The delightful 1982 film Victor/Victoria presents a veritable cornucopia of characters that include males and females, both heterosexual and homosexual, as well as transgendered individuals. Among this diverse array of characters, one can plainly see a wide variety of either masculine or feminine nonverbal cues in the form of gestures, facial expressions, body movements, eye contact and use of space and/or touch. What follows are ten examples of either masculine or feminine nonverbal cues that are exhibited throughout the film:


  1. In the opening scene, Richard, who is Toddy’s young lover, exhibits a calm, relaxed facial expression. The film has already established a conflicted homosexual relationship between Richard and his older lover Toddy but the gentleness of his expression as he gets dressed emphasizes the more feminine nature of the character despite the two lovers having a bit of a quarrel at the outset.

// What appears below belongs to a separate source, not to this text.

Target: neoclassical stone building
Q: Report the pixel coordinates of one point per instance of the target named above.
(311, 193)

  2. In the following scene, Toddy's dainty stroll through the falling snow as he enters a nearby lounge gives his body an effeminate air as opposed to the longer and more swooping stride of a more masculine individual.

  3. The next scene features Victoria's singing and it is eminently feminine in its quality. High and airy. The nature of her vocal performance is also highly emotive and imparts on her character a showy, feminine nature.

  4. Toward the latter part of that scene, Victoria is arguing with some talent manager of the lounge. The manager's vocal inflection is highly masculine in its forcefulness, bluntness and directness.

  5. Shortly after, a portly man is seen through a window of a restaurant dining on a creamy pastry. He takes very masculine (i.e., large and voluminous) bites as he chows down on the pastry. It is a grotesque sight and transmits an almost carnal, voracious interest in the pastry at hand.

  6. As Victoria watches the portly man grotesquely devour his creamy pastry through the window of a restaurant, the look on her face is one of intense desperation and is characteristically feminine in its extreme emotiveness of longing.

  7. Later on, Victoria returns to her apartment and is confronted by her landlord. The landlord's gestures as she picks up the fainted Victoria is rough, exertive and very masculine. This physicality is also present when the landlord blocks Victoria from leaving and then grabs Victoria's belongings to kick her out, all after an attempted sexual assault.

  8. In the scene that follows, Toddy is in a lounge singing. His gestures, particularly in his hands, are feminine in the flitting way he moves them back and forth to punctuate the lines of his song.

  9. A scene or two later, Victoria and Toddy, having an encounter at a restaurant and plotting theft, trade jabs with an annoyed waiter. The waiter's dry and dim demeanor, seen in his stolid body movement and complete lack of facial emotiveness or animated gesturing, conveys a stoic and masculine sensibility.

  10. After Victoria and Toddy escape from some resulting commotion at the restaurant, they go to Toddy’s spacious but rinky-dink apartment. After some time getting to know each other better, Toddy warmly invites Victoria to join him in his bed for the night. As Toddy is a homosexual and does not have any sexual interest in Victoria, this space-based move can be seen in a feminine light as inviting and conveying a desire for warmth and closeness rather than sexual conquest.


There is absolutely no doubt that these cues were deliberate because they emphasized character traits that are integral to the story and the ultimate theme of the film. The cues were all meant to be seen as extensions of the senders’ characters and there was virtually no discrepancy in how they were interpreted by the receivers. In conclusion, the entertaining 1982 film Victor/Victoria is littered with numerous and highly effective masculine and feminine nonverbal cues from a variety of characters.